Preparing For Your Big Move
Once you’ve determined you’re moving, who you’d potentially have as a housemate, and what your budget allows, it’s time to address a solid checklist to ensure your move is as seamless as possible.
- Research the desired location of your new home. Take a look at the traffic in the area, it’s proximity to your work/school, and the lifestyle of the area. Does it match your wants and likes?
- Take stock of your current bills and how they will be incorporated into your new budget. What are things you can do to ensure you stay on top of new financial responsibilities and that your flat mates are taking care of shared bills
- Determine what things you’d like to bring with you to your new home. Do you have duplicate items in your current living space that you don’t need to bring with you? Moving is a great opportunity to evaluate what you have and what you’ll need. You can reduce the amount of clutter by going through your items now, before hauling them to your new spot!
- Prepare to update your address so you’ll never miss a beat! Make a list of organisations that regularly send you mail, or rely on documentation of your residence in their files. Your bank, place of employment, general bills (ie mobile, gym, etc) and insurance companies are all examples of these.
- Consider your insurance policies with your changed residence. Will you have health insurance if you move out of your family home? Does your new location affect your car insurance rates?
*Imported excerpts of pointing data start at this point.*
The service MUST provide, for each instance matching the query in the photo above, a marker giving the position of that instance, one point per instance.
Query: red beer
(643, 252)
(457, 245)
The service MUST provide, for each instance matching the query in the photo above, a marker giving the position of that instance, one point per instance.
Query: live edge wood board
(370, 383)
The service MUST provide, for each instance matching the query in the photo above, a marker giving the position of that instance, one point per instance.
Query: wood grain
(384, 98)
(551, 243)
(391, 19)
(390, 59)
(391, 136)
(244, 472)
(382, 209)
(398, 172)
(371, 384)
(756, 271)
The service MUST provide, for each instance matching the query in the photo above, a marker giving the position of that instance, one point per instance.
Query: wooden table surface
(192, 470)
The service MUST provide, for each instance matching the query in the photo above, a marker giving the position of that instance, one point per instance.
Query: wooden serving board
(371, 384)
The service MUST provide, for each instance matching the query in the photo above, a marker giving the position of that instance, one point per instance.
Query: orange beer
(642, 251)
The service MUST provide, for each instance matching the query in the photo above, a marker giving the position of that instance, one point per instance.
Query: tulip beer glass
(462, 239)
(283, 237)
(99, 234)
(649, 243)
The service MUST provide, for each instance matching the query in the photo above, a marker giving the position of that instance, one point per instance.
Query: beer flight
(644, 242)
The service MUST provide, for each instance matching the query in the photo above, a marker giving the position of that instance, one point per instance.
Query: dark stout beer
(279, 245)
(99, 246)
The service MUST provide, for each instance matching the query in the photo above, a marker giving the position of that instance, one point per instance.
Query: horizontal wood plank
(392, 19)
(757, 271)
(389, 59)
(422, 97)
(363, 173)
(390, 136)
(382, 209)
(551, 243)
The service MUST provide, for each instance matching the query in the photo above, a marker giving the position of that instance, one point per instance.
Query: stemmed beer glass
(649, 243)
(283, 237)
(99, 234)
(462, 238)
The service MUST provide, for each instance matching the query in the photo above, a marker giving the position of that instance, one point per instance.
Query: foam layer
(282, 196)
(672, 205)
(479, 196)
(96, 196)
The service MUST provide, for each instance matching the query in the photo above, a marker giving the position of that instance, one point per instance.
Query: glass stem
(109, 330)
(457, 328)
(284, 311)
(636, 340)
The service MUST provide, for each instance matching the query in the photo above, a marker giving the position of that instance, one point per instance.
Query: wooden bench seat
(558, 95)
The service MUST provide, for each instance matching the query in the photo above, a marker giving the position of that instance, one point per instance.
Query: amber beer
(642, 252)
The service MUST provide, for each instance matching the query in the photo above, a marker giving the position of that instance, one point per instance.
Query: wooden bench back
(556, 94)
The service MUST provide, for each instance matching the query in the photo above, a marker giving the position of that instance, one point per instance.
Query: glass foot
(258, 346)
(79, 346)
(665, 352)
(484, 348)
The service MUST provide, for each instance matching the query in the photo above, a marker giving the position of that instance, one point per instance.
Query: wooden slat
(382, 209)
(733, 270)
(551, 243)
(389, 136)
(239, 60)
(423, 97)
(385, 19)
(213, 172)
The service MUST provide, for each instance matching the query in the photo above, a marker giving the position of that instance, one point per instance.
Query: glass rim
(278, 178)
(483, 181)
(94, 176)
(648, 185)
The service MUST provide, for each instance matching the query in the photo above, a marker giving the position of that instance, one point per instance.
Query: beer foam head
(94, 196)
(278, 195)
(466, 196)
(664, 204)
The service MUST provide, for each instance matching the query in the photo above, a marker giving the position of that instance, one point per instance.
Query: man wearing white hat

What type of insurance would you like to carry for your belongings in case of unforeseen events? Perhaps even bundling car and home/rental insurance can save you a bit, too!
Moving out of the family home is an exciting new chapter and easy thing to do. However it also come with new responsibility in the form of contracts and bills. Take advantage of direct debits and any other areas of automation to help stay organised and in control of new commitments.
*This article is opinion only and should not be taken as financial advice. The information is general and has not taken into account your objectives, financial situation, or needs. Check with a financial professional before making any decisions.